1. Summary
Goal of this document is to describe the design of MSC (Multi-System Compiler) and how it benefits the tvm in model optimization. MSC is designed to connect tvm with other machine learning frameworks (e.g. torch, tensorflow, tensorrt…) and systems (e.g. training system, deployment system…). With the help of MSC, model compression methods can be developed, such as advanced PTQ (post train quantization), QAT (quantization awared training), prune training, sparse training, knowledge distilliation, and so on. Besides, MSC manage the model compiling process as a pipeline, so that model compiling services (Saas) and compiling tool-chain can be easily built base on MSC.
MSC is used as an important part of AI Engine at NIO.Inc. Introduction can be found @ TVMConf 2023(TVM @ NIO).
This open source version MSC different with the MSC @ NIO.Inc as following:
A.The optimization for runtime and quantization in NIO will not be included in this open source version.
B.This version use relax and relay to build MSCGraph, while in NIO only relay is used.
C.This version focus on auto compression and training related optimization methods, while Ai Engine @ NIO focus more on runtime acceleration and auto driving related quantization.
2. Motivation
With the optimization of TVM, model performance and memory management has reached a relative high level. To improve the model performance to a higher level and meanwhile ensure the accuracy, new methods are needed. The model compression technology is proved to be useful in increasing the model performance and meanwhile decreasing the memory consumption. Normal compression methods such as pruning and quantization need cooperation of algorithm, software and hardware systems, which make the compression strategy difficult to be developed and maintained, because information format differs from system to system, and compression strategy differs from case to case.

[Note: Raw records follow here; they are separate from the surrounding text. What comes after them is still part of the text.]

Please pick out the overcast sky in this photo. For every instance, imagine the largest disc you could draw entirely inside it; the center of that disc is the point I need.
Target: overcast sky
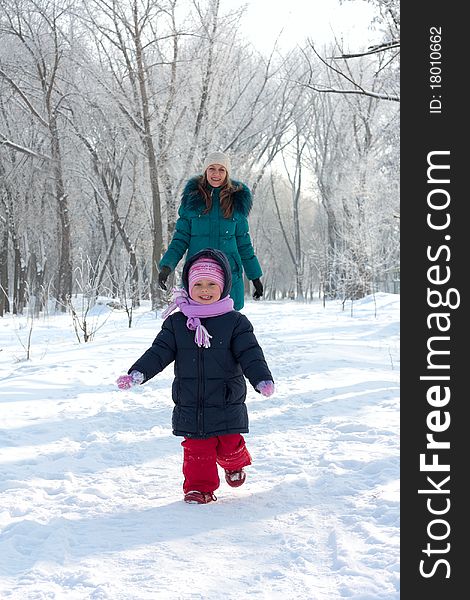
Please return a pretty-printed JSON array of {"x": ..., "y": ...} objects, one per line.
[{"x": 320, "y": 20}]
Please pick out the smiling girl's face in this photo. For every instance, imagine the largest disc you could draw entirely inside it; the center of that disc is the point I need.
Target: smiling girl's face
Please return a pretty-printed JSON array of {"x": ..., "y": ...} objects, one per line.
[{"x": 205, "y": 291}]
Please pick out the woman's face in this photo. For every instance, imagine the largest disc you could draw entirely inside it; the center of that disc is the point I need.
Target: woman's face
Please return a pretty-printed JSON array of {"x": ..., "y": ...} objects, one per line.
[{"x": 216, "y": 175}]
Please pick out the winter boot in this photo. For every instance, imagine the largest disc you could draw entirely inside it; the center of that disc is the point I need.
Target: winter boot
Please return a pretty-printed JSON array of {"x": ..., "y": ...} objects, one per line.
[
  {"x": 235, "y": 478},
  {"x": 195, "y": 497}
]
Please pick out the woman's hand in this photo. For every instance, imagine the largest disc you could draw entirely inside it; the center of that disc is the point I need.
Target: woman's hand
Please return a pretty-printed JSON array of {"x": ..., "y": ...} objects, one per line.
[{"x": 163, "y": 276}]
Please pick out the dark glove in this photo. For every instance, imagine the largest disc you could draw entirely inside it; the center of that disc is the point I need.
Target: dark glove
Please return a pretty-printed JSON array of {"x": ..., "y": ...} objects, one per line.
[
  {"x": 163, "y": 276},
  {"x": 258, "y": 289},
  {"x": 265, "y": 387}
]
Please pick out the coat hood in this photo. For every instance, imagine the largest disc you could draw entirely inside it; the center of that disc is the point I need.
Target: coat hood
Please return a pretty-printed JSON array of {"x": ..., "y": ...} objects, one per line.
[
  {"x": 216, "y": 255},
  {"x": 242, "y": 198}
]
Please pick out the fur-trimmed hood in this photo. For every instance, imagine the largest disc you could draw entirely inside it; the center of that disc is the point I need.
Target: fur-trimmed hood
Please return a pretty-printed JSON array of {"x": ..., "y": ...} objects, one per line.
[{"x": 192, "y": 199}]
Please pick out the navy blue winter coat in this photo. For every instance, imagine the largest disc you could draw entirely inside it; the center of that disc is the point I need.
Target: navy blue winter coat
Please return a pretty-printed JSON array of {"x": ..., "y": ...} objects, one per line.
[{"x": 209, "y": 389}]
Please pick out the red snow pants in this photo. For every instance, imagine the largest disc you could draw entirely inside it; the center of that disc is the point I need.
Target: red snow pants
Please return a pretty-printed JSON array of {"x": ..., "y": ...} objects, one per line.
[{"x": 201, "y": 458}]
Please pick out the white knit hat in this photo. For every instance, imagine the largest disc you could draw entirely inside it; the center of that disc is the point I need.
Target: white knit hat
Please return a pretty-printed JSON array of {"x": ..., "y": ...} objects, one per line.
[{"x": 217, "y": 158}]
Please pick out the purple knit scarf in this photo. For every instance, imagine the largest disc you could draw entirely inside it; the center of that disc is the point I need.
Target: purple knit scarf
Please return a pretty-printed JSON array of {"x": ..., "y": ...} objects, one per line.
[{"x": 196, "y": 311}]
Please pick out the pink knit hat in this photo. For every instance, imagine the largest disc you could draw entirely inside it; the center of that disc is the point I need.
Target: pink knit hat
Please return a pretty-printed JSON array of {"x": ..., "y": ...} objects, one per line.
[{"x": 206, "y": 268}]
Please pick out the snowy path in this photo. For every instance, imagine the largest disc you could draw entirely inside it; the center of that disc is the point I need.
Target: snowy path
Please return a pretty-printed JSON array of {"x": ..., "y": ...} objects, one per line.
[{"x": 90, "y": 477}]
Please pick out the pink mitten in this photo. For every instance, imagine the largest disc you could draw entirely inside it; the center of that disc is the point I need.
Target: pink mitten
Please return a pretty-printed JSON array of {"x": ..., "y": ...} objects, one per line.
[
  {"x": 124, "y": 382},
  {"x": 266, "y": 388}
]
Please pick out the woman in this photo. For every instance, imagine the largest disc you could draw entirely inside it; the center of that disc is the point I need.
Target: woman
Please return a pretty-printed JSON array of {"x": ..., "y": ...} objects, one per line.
[{"x": 214, "y": 213}]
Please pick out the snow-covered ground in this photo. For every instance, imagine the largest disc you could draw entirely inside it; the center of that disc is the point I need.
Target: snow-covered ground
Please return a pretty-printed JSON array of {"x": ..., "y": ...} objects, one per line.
[{"x": 90, "y": 476}]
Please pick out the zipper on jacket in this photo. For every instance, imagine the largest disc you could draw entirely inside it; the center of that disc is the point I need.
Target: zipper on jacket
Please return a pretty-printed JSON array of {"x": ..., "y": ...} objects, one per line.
[{"x": 200, "y": 399}]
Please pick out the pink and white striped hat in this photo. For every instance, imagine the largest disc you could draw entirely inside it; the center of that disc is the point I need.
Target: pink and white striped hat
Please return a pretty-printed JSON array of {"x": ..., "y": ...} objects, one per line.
[{"x": 206, "y": 268}]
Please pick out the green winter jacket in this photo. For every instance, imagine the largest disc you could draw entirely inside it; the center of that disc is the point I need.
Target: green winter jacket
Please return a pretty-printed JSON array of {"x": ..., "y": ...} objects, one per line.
[{"x": 195, "y": 231}]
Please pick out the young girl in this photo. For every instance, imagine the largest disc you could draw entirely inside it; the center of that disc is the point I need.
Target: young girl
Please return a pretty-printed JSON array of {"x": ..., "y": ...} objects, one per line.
[{"x": 214, "y": 349}]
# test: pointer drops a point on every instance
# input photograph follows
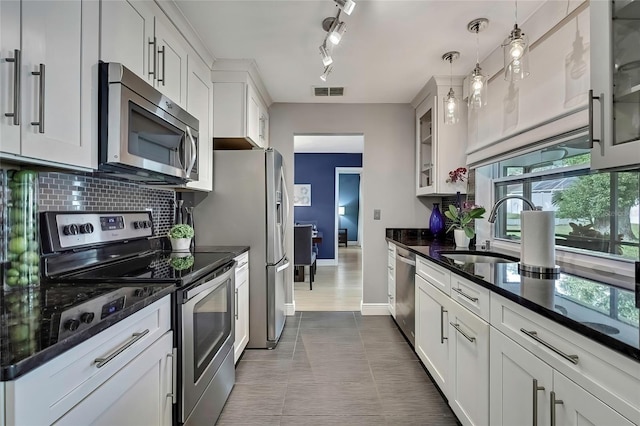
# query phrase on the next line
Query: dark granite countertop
(597, 305)
(30, 329)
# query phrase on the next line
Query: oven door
(207, 335)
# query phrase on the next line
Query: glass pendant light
(477, 80)
(451, 103)
(516, 53)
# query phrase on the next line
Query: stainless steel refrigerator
(249, 206)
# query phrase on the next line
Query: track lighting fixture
(451, 103)
(326, 57)
(327, 71)
(347, 6)
(516, 53)
(477, 81)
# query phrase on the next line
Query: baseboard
(374, 308)
(290, 308)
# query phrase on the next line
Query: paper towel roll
(537, 241)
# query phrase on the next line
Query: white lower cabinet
(432, 331)
(124, 375)
(468, 390)
(242, 305)
(131, 397)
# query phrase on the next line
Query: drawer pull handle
(442, 312)
(457, 327)
(552, 407)
(463, 294)
(536, 388)
(534, 335)
(101, 362)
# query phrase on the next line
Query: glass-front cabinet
(615, 78)
(440, 147)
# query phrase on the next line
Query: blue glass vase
(436, 221)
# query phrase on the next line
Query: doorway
(319, 162)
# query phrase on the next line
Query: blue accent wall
(349, 198)
(319, 171)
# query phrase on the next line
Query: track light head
(347, 6)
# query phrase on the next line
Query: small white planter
(180, 244)
(461, 238)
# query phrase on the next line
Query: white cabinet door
(200, 105)
(138, 394)
(127, 36)
(9, 74)
(254, 126)
(520, 384)
(468, 366)
(58, 105)
(432, 331)
(574, 406)
(171, 78)
(242, 305)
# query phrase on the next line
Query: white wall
(388, 181)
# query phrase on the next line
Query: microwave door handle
(193, 152)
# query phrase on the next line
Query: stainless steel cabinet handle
(534, 335)
(40, 122)
(101, 362)
(457, 327)
(16, 87)
(153, 73)
(174, 374)
(161, 52)
(194, 151)
(442, 312)
(591, 99)
(552, 407)
(236, 305)
(461, 293)
(536, 388)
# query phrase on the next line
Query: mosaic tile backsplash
(60, 191)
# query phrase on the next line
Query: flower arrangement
(181, 231)
(457, 175)
(462, 218)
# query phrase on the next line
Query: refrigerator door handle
(283, 267)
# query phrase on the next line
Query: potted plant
(462, 220)
(180, 236)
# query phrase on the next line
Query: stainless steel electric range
(97, 263)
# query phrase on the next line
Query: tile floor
(335, 368)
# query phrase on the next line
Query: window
(596, 213)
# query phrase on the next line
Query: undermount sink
(475, 257)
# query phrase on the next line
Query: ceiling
(328, 144)
(389, 51)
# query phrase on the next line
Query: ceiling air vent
(328, 91)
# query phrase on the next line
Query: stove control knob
(71, 229)
(72, 325)
(86, 228)
(87, 317)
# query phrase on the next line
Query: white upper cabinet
(200, 105)
(140, 36)
(440, 147)
(240, 106)
(48, 54)
(615, 116)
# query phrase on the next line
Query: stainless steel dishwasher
(405, 293)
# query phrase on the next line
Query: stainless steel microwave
(142, 134)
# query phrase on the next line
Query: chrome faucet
(492, 215)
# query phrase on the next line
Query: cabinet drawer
(67, 379)
(610, 376)
(436, 275)
(471, 296)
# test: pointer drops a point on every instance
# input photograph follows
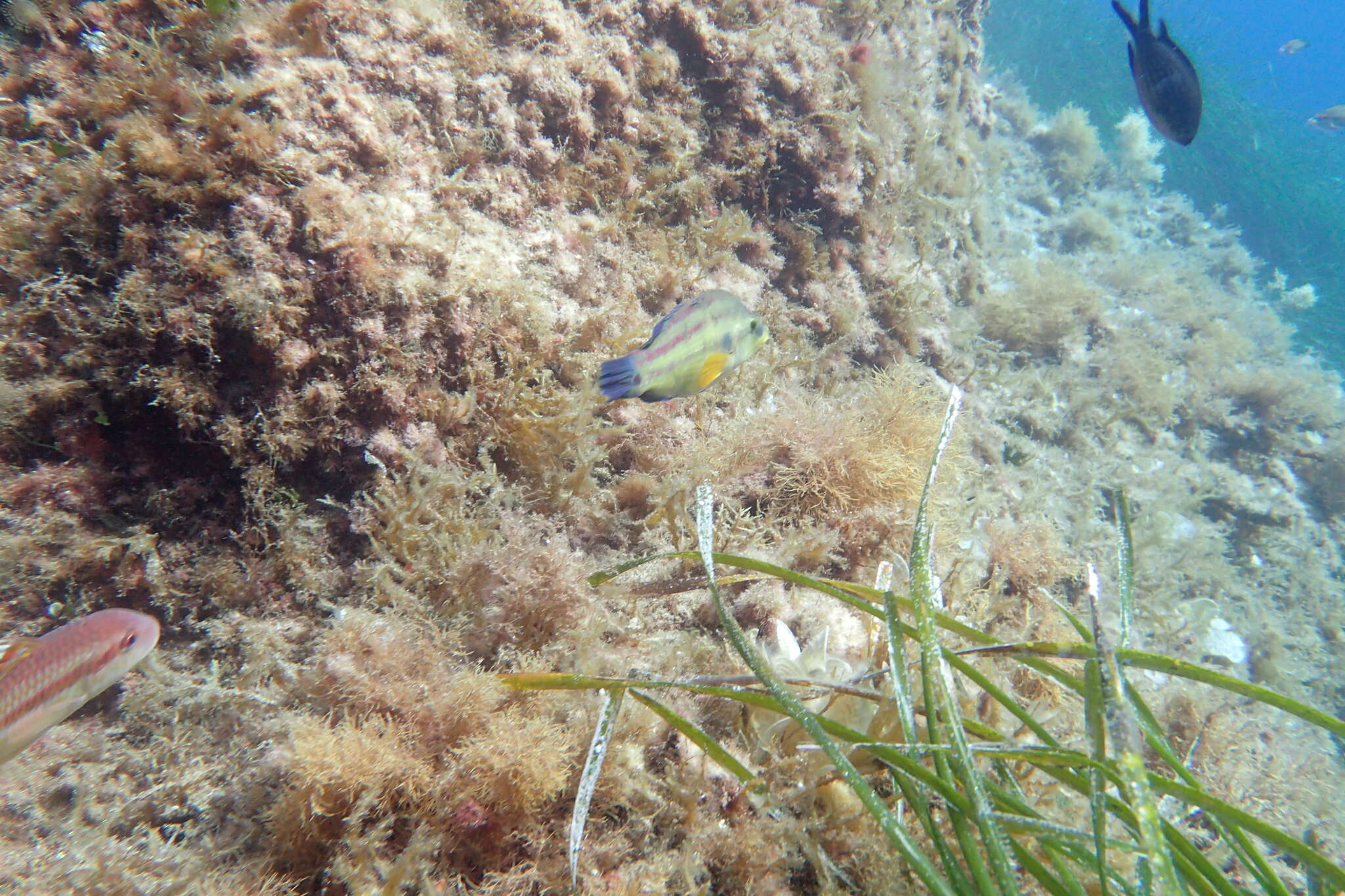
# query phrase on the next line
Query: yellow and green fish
(43, 680)
(694, 344)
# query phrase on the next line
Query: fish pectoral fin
(12, 651)
(712, 368)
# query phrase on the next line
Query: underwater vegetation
(958, 800)
(303, 304)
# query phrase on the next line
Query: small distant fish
(43, 680)
(1329, 120)
(1168, 85)
(692, 345)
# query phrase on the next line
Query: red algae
(303, 314)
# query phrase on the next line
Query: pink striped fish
(43, 680)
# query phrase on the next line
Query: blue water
(1281, 181)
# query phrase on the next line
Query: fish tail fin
(1125, 15)
(619, 378)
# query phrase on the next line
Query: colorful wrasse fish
(43, 680)
(694, 344)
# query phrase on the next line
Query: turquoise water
(1281, 181)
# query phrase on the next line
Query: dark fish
(1329, 120)
(1166, 81)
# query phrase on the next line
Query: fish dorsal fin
(12, 651)
(658, 328)
(712, 368)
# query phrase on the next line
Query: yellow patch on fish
(692, 347)
(713, 368)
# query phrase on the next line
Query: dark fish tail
(619, 378)
(1125, 16)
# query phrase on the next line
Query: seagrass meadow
(303, 305)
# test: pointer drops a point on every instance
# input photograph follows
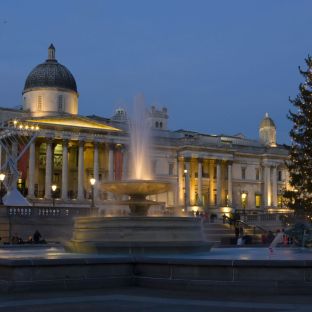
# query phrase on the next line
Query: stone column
(48, 173)
(267, 186)
(230, 189)
(96, 169)
(211, 183)
(274, 186)
(219, 183)
(187, 181)
(180, 182)
(110, 196)
(80, 194)
(31, 170)
(199, 181)
(125, 163)
(111, 162)
(65, 170)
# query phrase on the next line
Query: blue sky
(217, 66)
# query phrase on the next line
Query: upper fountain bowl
(137, 187)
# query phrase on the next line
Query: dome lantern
(267, 131)
(50, 88)
(51, 53)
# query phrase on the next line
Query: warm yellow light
(75, 122)
(2, 177)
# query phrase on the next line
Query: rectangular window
(171, 167)
(243, 173)
(258, 200)
(39, 104)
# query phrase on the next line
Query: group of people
(36, 238)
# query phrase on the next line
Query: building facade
(207, 171)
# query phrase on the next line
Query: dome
(50, 74)
(267, 122)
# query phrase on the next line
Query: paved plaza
(152, 300)
(25, 252)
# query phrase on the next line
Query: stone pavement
(151, 300)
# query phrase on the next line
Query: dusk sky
(217, 66)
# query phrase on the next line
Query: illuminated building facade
(207, 171)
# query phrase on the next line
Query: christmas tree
(300, 151)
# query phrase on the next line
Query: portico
(69, 158)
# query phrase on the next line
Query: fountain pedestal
(137, 235)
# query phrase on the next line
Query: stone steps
(223, 234)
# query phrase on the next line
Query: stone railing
(37, 211)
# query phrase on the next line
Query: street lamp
(92, 182)
(2, 177)
(53, 187)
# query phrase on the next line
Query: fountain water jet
(138, 234)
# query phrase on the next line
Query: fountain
(138, 233)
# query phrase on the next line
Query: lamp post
(53, 187)
(92, 182)
(2, 177)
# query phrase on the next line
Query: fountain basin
(137, 235)
(137, 190)
(136, 187)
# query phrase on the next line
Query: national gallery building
(64, 149)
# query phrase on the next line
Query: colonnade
(81, 172)
(186, 176)
(219, 184)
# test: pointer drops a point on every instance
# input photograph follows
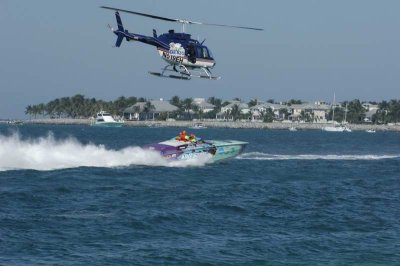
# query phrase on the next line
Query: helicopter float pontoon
(186, 57)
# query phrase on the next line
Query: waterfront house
(203, 105)
(226, 111)
(309, 112)
(149, 110)
(371, 109)
(259, 110)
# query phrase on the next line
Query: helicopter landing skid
(185, 74)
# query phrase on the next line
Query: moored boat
(105, 119)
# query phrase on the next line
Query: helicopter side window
(203, 52)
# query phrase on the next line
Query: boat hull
(179, 150)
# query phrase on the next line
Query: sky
(309, 50)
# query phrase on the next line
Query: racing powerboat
(183, 150)
(105, 119)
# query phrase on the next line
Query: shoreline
(217, 124)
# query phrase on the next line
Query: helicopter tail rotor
(120, 31)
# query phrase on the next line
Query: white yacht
(334, 128)
(105, 119)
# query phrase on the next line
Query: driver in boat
(192, 138)
(182, 136)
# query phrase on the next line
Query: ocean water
(74, 195)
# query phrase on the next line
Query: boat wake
(344, 157)
(47, 153)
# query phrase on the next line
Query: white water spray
(47, 153)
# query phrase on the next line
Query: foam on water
(345, 157)
(47, 153)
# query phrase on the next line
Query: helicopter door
(191, 53)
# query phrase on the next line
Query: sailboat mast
(333, 109)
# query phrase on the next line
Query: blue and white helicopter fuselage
(184, 55)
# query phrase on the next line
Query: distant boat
(198, 126)
(105, 119)
(334, 128)
(346, 129)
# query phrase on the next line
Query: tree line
(78, 106)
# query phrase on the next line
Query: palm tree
(235, 112)
(187, 105)
(148, 107)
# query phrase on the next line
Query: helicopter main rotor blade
(178, 20)
(229, 26)
(141, 14)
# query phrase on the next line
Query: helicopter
(185, 57)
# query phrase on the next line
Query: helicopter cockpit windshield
(203, 52)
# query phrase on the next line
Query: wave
(47, 153)
(344, 157)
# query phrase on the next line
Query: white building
(259, 110)
(315, 111)
(203, 105)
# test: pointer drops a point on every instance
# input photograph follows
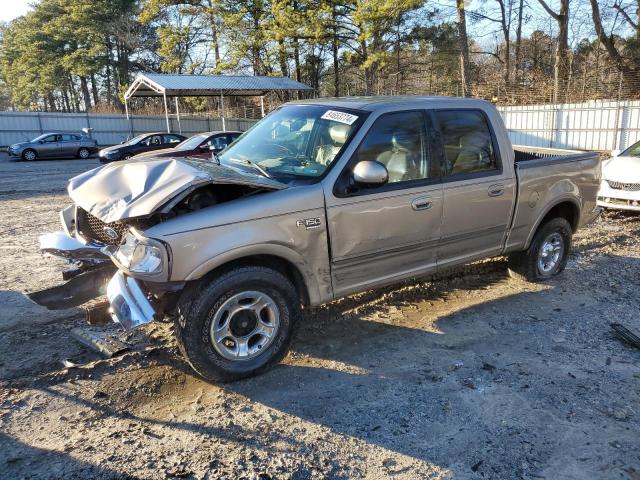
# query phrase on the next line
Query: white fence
(598, 125)
(583, 126)
(108, 129)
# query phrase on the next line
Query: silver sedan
(54, 145)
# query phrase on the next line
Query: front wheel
(547, 255)
(237, 325)
(29, 155)
(84, 153)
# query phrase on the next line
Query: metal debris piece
(98, 314)
(105, 345)
(626, 335)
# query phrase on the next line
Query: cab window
(399, 142)
(467, 142)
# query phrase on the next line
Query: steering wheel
(282, 148)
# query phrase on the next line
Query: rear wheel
(237, 325)
(29, 154)
(547, 255)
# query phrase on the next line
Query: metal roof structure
(174, 85)
(177, 85)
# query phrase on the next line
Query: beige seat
(338, 134)
(473, 155)
(400, 160)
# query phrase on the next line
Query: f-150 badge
(309, 223)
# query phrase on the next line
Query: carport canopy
(179, 85)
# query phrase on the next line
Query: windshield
(41, 137)
(632, 151)
(135, 140)
(295, 140)
(192, 142)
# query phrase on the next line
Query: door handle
(496, 190)
(422, 203)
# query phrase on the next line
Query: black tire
(84, 153)
(526, 265)
(199, 304)
(29, 154)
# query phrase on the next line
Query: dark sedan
(200, 145)
(147, 142)
(54, 145)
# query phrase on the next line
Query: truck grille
(95, 229)
(628, 187)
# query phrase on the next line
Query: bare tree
(609, 44)
(465, 69)
(561, 62)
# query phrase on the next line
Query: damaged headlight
(139, 255)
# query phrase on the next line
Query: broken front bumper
(129, 305)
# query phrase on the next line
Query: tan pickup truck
(321, 199)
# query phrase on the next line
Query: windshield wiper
(252, 164)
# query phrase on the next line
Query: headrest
(339, 133)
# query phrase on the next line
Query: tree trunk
(85, 92)
(214, 32)
(336, 71)
(561, 68)
(608, 43)
(465, 69)
(519, 43)
(94, 89)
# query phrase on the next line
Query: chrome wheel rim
(551, 252)
(245, 325)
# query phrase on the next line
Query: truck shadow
(453, 385)
(17, 458)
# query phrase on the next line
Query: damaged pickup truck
(321, 199)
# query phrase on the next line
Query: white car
(620, 187)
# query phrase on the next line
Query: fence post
(624, 125)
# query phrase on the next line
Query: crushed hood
(622, 169)
(139, 187)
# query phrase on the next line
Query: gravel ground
(477, 376)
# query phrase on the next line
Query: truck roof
(381, 102)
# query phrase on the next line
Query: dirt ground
(478, 376)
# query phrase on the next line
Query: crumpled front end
(91, 272)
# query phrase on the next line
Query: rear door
(382, 234)
(69, 145)
(478, 192)
(49, 146)
(170, 140)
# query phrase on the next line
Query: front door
(383, 234)
(50, 146)
(69, 145)
(478, 192)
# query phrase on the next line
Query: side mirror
(371, 173)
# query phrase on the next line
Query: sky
(13, 8)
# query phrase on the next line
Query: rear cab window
(468, 147)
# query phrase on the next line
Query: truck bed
(525, 154)
(547, 176)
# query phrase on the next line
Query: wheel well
(567, 210)
(279, 264)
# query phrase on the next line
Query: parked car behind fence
(54, 145)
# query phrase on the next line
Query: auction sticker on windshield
(341, 117)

To cooperate with different systems and develop compression algorithms as model-free tools, an architecture for saving, passing, and transforming information is needed.
3. Guide-level explanation
3.1 MSCGraph
MSCGraph is core of MSC, it works like IR to compiler. MSCGraph is a DAG format of Relax.Function/Relay.Function. It can be transformed to and from Relax/Relay. Goal of building MSCGraph is to make development of compression algorithm and weights management (this is important when training) easier. A Relax/Relay module has more than one MSCGraphs if not all the Calls can be supported on chosen runtime target.
from tvm.contrib.msc.core.ir import graph_translator
# build msc graph from relax
graph = graph_translator.from_relax(mod, params, entry_name)
print(graph)
# this will export serialization file for load the graph
graph.export("graph", params=params)
# this will export prototxt file for visualize
graph.visualize("graph.prototxt")
# build msc graph to relax
module = graph_translator.to_relax(graph, params)
assert_same(mod[entry_name], module["main"])
Differences bewteen MSCGraph and Relex are:
- MSCGraph has DAG format while Relax has Expression format.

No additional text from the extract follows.